Massive Eingriffe für die Prostituierten
Für die "Liebesdienerinnen" gingen mit der staatlichen Aufsicht eine Reihe von massiven Eingriffen in die persönliche Freiheit einher. Sie arbeiteten nicht nur in der ihnen zugewiesenen Straße, sie hatten dort auch zu wohnen. Ihre Bewegungsfreiheit war stark eingeschränkt. Der Besuch von Theatern und Museen war untersagt, ebenso der Gang in den Bürgerpark oder die Wallanlagen. Im Gegenzug sorgte der Staat für sanitäre Anlagen, eine Polizeistube am Eingang der Helenenstraße sollte unerwünschte Besucher fernhalten. Damit waren vor allem Zuhälter gemeint. "Anders als im Bordell waren die Frauen von keinem Zuhälter abhängig", schreibt die Historikerin Romina Schmitter. Als Zwangsmaßnahme wollten die Behörden die Kontrollstraße nicht verstanden wissen. "Die Bewohnerinnen der Straße werden ausschließlich auf ihren Antrag unter Kontrolle gestellt", hieß es – und auch wieder auf eigenen Wunsch entlassen. Von einer "Kasernierung" könne keine Rede sein, vielmehr handele es sich um eine "Konzentrierung der Prostitution".
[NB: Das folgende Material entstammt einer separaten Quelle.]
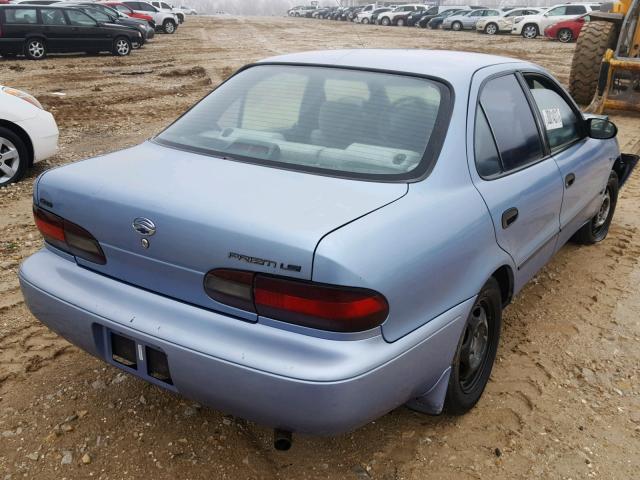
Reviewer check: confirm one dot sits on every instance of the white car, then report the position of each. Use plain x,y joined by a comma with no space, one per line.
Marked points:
188,10
365,17
534,25
28,134
389,18
504,21
165,7
166,22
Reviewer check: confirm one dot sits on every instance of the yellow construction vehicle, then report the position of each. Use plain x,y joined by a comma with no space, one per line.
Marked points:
606,64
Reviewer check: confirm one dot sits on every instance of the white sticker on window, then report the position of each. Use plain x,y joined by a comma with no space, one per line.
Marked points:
552,118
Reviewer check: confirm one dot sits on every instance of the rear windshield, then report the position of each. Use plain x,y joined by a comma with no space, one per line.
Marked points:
326,120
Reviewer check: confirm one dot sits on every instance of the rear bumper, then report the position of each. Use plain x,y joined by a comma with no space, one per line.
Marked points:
257,371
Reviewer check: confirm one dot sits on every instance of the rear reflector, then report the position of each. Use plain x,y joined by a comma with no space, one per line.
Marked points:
231,287
68,236
123,351
326,307
157,365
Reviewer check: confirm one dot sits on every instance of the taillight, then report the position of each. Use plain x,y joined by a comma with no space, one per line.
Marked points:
315,305
68,236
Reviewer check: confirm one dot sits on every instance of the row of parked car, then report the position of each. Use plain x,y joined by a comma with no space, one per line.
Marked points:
561,22
34,28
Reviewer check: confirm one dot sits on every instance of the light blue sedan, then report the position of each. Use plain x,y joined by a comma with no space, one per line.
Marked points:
327,235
Anders als man meinen könnte, versuchte der Senat nicht etwa, die Existenz seiner Kontrollstraße schamhaft zu verbergen. Im Gegenteil, das traditionell sittenstrenge Bremen schmückte sich mit der vermeintlich fortschrittlichen Einrichtung. Das "Bremer System" einer Kontrollstraße samt rigoroser Verfolgung anderweitiger "gewerbsmäßiger Unzucht" galt als vorbildhaft. Fachpublikum wurde durch die Straße geführt und ein Holzmodell auf internationalen Gesundheitsmessen gezeigt. Gleichwohl blieb die Helenenstraße umstritten, in der Bürgerschaft stand sie häufiger auf der Tagesordnung. Die Linksparteien geißelten die Prostitution als Ausgeburt des Kapitalismus, bürgerliche Vertreter sahen die Beaufsichtigung "gewerbsmäßiger Unzucht" nicht als Staatsaufgabe an. "Wir hoffen und wünschen, daß diese Straße bald verlegt oder aufgehoben werde", sagte Schulvorsteher Ludwig Wilhelm Roselius im April 1897 in der Bürgerschaft.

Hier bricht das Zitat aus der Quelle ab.